MeanSquaredErrorPercentage

Mean Squared Error Percentage (MSE%) and root-MSE% forecasting error metrics.

Quickstart

python
from sktime.performance_metrics.forecasting import MeanSquaredErrorPercentage

estimator = MeanSquaredErrorPercentage(multioutput='uniform_average', multilevel='uniform_average', square_root=False, by_index=False)

Parameters(4)

square_rootbool, default = False
Whether to take the square root of the metric
multioutput‘uniform_average’ (default), 1D array-like, or ‘raw_values’

Whether and how to aggregate metric for multivariate (multioutput) data.

  • If 'uniform_average' (default), errors of all outputs are averaged with uniform weight.

  • If 1D array-like, errors are averaged across variables, with values used as averaging weights (same order).

  • If 'raw_values', does not average across variables (outputs), per-variable errors are returned.

multilevel{‘raw_values’, ‘uniform_average’, ‘uniform_average_time’}

How to aggregate the metric for hierarchical data (with levels).

  • If 'uniform_average' (default), errors are mean-averaged across levels.

  • If 'uniform_average_time', metric is applied to all data, ignoring level index.
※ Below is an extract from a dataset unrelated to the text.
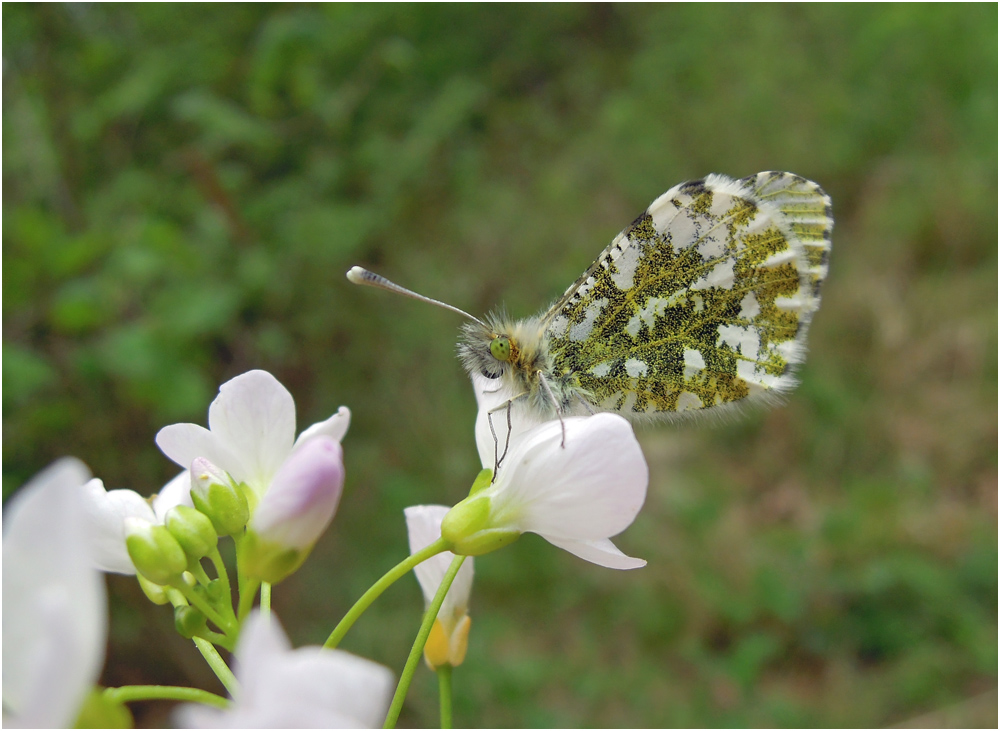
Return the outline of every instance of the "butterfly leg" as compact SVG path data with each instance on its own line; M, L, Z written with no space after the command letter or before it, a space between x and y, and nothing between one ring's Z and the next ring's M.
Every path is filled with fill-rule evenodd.
M513 428L511 423L510 412L511 412L511 405L513 403L514 399L511 399L506 404L498 406L497 408L493 409L493 411L490 411L486 414L486 421L489 422L490 425L490 434L493 435L493 479L494 480L497 478L497 472L500 469L500 463L503 462L504 457L507 456L507 450L510 449L510 432L511 429ZM493 426L493 414L499 411L500 409L507 410L507 438L504 439L503 454L498 454L500 450L500 440L497 439L497 430Z
M552 393L552 388L549 386L549 382L545 380L545 374L542 373L541 371L536 371L536 373L538 374L539 383L542 384L542 388L545 390L545 394L549 397L549 401L552 402L552 406L556 410L556 418L559 419L559 426L562 427L563 438L559 446L562 447L563 449L566 449L566 422L563 421L562 419L562 406L556 399L555 394Z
  • If 'raw_values', does not average errors across levels, hierarchy is retained.

by_indexbool, default=False

Controls averaging over time points in direct call to metric object.

  • If False (default), direct call to the metric object averages over time points, equivalent to a call of the evaluate method.

  • If True, direct call to the metric object evaluates the metric at each time point, equivalent to a call of the evaluate_by_index method.